Nos dizeres de Carneiro e Brito: “O abandono da questão metropolitana pós- Constituição de 1988 ampliou a ausência de coordenação e integração das políticas com características plurimunicipais”. Entretanto, “o Decreto 6.017, de 17 de janeiro de 2007, que regulamentou a lei de Consórcios Públicos, ampliou enormemente as perspectivas para a retomada do planejamento das regiões metropolitanas do país” (CARNEIRO; BRITTO, 2009: 606 e 607).

Parecem promitentes os resultados que os consórcios públicos podem trazer para a gestão das questões de interesse comum nas regiões metropolitanas. Todavia, Carneiro e Britto ressaltam:

Sendo, porém, formas de articulação voluntárias, a formação de consórcios depende da ruptura de uma visão fragmentada que hoje caracteriza a gestão das cidades, marcada por disputas político- partidárias e por uma situação de competição entre municípios, e a adoção de uma nova visão, baseada na cooperação (CARNEIRO; BRITTO, 2009: 605).

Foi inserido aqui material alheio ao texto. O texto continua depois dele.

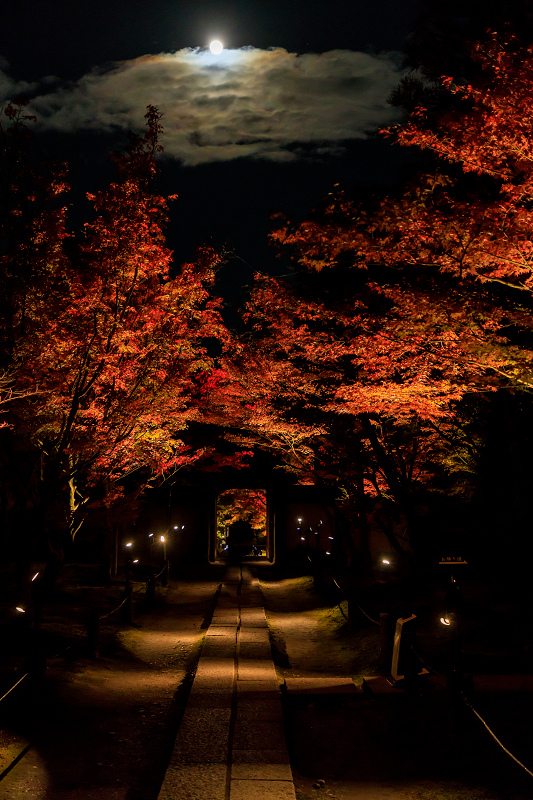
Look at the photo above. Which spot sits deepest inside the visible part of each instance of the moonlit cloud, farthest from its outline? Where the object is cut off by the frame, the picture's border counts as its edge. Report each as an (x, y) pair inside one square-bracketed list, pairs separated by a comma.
[(267, 104)]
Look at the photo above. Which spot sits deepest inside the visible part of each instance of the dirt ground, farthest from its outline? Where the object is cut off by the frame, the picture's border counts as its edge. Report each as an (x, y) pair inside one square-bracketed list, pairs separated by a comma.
[(425, 746), (105, 728)]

De fato, a nova legislação traz para a gestão de políticas públicas urbanas um promissor instrumento para a gestão de problemas comuns entre áreas urbanas independentes administrativamente. Dessa forma, o consórcio público apresenta-se como alternativa viável para preencher uma lacuna legislativa até então existente; como ferramenta de cooperação entre municípios, que permite a participação popular, podendo trazer benefícios se bem utilizado como instrumento disponível pelo Poder Público, auxiliando na gestão metropolitana para seu debate e sua prática.

Dans le document FABRIQUE CAMEROUNAISE DE PARQUET (Page 61-73)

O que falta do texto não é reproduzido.